Hugo of St. Victor was himself "someone for whom the entire world is as a foreign land." In short, he was a pilgrim, "peregrinus," and he leaned on an image from his Augustinian training. In his "Confessions," Augustine used "pilgrim" to describe the Christian's sojourn on this earth, a spiritual displacement. For Augustine had experienced a physical displacement similar to Hugo of St. Victor's when he left North Africa to continue his studies in Milan. There he encountered the cultural disdain people reserved for someone born in one of the Roman colonies in North Africa. Like Hugo of St. Victor, Augustine was spiritually and physically a "pilgrim."

For my part, I feel spiritually at home, maybe more so than in Berkeley. The dominant place of worship on Sundays is not the coffee shop, where Berkeley gathers its devotees of the Church of the Latte Day Saints. Here lots of people are in church on Sunday. And many of those who aren't, are at the mosque or synagogue on Friday. There's a spectrum of practicing believers, with a richness I'm just beginning to appreciate. It's not the dismissive divide between the "churched" and the "unchurched."
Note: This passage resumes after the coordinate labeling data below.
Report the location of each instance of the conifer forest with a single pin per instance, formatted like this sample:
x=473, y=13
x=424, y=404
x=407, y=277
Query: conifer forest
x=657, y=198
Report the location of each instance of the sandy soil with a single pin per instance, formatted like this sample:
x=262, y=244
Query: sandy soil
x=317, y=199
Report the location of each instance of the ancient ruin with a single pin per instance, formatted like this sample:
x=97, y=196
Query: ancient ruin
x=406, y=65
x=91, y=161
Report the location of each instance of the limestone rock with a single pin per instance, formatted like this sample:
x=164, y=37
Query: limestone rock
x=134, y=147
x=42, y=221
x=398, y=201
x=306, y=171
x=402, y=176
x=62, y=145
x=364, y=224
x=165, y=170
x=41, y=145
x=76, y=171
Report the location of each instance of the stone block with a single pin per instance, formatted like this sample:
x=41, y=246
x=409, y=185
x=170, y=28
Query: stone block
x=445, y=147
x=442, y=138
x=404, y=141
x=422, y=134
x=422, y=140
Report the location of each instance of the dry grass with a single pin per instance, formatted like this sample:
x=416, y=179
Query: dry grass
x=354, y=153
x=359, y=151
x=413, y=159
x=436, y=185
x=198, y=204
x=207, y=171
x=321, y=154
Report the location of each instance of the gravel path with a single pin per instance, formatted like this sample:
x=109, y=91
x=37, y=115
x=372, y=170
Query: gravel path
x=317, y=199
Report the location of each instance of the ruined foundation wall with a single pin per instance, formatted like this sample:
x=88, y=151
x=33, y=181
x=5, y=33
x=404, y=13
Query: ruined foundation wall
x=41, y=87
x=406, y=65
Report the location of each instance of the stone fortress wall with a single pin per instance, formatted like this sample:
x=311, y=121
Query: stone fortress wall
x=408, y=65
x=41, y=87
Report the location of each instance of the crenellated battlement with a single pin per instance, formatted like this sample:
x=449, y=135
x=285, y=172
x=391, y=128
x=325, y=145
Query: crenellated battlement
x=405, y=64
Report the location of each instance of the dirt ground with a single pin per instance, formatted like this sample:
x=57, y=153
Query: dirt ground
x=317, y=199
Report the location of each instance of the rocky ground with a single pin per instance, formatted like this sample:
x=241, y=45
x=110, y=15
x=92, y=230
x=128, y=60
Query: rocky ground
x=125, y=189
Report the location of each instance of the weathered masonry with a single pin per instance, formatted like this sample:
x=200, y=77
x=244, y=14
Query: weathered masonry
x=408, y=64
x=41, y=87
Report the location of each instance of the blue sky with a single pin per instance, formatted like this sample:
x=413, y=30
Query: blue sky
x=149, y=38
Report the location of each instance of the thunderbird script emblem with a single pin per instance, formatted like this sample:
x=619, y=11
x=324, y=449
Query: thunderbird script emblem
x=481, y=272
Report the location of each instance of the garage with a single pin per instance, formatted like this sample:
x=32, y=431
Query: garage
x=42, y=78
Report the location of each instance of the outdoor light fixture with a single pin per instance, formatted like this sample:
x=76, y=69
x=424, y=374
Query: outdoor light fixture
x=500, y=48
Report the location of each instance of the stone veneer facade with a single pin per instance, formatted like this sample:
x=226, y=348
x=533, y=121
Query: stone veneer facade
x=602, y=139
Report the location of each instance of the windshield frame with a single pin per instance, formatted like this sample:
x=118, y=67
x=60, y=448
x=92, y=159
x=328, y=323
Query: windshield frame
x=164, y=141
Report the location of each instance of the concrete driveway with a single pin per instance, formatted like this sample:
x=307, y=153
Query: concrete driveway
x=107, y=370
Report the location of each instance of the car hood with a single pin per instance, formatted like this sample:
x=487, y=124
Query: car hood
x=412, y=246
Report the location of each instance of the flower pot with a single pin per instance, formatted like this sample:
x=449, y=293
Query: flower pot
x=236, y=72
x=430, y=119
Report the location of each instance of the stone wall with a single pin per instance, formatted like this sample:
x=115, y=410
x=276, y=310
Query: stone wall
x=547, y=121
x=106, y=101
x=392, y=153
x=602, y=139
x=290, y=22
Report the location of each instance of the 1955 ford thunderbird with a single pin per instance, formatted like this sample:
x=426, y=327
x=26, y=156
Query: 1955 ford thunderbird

Such worship is not just habit: a deeper mystery sustains it. Something gets people through these fierce winters; something animates their evident civic spirit; something engenders ready discussion of a common good. So spiritually, this feels like home, and I can't share Hugo of St. Victor's spiritual displacement.

But physical displacement registers keenly. Though I love the skyscape and its palette of gunmetal blues, it's not home. The river is mighty, but it's not the grey Atlantic. And I fiercely miss friends and family in Delaware and the Bay Area, but I can't imagine them here.

Nor does being in any of these other places satisfy. I'm eager to get back, because I'm supposed to be here. More accurately, I'm called to be here. But home is not where your mail comes, nor is it where you have a job. Home is not even where you've found a calling. I'm honestly not sure "what" it is, possibly because I'm not even sure "where" it is -- at least not at the moment.

Is this the "perfection" Hugo of St. Victor was talking about? I won't aim for so lofty an ideal. But the image of the pilgrim is consoling....

1 comment:

  1. Thanks to Paul Rorem's recently published "Hugo of St. Victor" (Oxford University Press, 2009) for the quote, its origin, and the context. Edward Said quotes it in his "Orientalism," but without reference.